The vast array of such views and the number of groups existing in the shadow of organized politics became visible during the protests against Roșia Montană goldmine exploitation in the autumn of 2013. United by the common enemy of the foreign corporation, this struggle offered a platform for previously underground groups to come into the open and make their case. It is also true that, in some cases, their presence was magnified by the government in order to discredit the protests. The criticism of the extreme right, especially the one coming from the left, was also instrumentalized against the protests themselves. Thus, the mainstream parties try to control not only the ideology of the extreme right but also the groups embracing it, mobilizing them in order to regain control over political situations.
Therefore, we need a different perspective to look at these issues, especially in Romania where many people were so quick to point out the absence of the extreme right as a sign of deep-seated European values and democracy.
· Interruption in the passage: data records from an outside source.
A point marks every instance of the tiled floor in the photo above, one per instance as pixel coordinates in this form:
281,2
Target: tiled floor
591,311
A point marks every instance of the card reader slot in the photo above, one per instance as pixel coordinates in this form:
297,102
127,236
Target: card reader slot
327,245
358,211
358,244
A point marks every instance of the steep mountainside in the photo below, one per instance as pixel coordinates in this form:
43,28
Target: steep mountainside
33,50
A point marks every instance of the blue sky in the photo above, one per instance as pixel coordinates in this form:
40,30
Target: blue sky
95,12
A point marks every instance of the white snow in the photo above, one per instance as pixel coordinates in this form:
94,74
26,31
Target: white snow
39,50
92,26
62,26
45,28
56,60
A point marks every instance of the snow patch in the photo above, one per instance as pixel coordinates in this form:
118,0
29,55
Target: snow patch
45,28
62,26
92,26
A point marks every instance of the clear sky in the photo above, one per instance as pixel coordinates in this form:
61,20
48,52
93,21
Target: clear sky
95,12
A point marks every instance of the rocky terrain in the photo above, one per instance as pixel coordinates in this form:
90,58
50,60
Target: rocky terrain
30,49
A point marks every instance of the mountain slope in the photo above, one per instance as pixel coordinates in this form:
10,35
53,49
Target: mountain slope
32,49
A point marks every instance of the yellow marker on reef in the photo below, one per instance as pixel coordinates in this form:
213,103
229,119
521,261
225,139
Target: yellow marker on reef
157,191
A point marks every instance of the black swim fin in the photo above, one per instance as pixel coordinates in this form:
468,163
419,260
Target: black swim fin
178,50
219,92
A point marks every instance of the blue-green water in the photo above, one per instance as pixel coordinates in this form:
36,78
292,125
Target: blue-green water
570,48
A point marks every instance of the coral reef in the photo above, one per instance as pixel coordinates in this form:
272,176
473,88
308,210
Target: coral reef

One such useful perspective is G.M Tamas’ notion of post-fascism: a matrix of various politics, policies, practices and ideologies that have nothing to do with the historical legacy of Nazism as such, but the one that is oriented against the Enlightenment idea of universal citizenship. Basically, post-fascism is a political operation of excluding from citizenship, and indeed, from the ranks of human beings, certain categories of people deemed undesirable, dangerous, lowly, filthy, expendable. This can be the migrant, the Roma, the poor, the homosexual, the woman, the Jew and whomever at one point the majority decides to outcast as a scapegoat.
Who needs the extreme-right in such a context? Post-fascism is the tyranny of the mainstream politics itself, its fundamental core. The current debates about the extreme right in Europe (necessary as they are) should not blind us however to the advancement of post-fascism as politics proper. From this perspective, Romania is a case in point.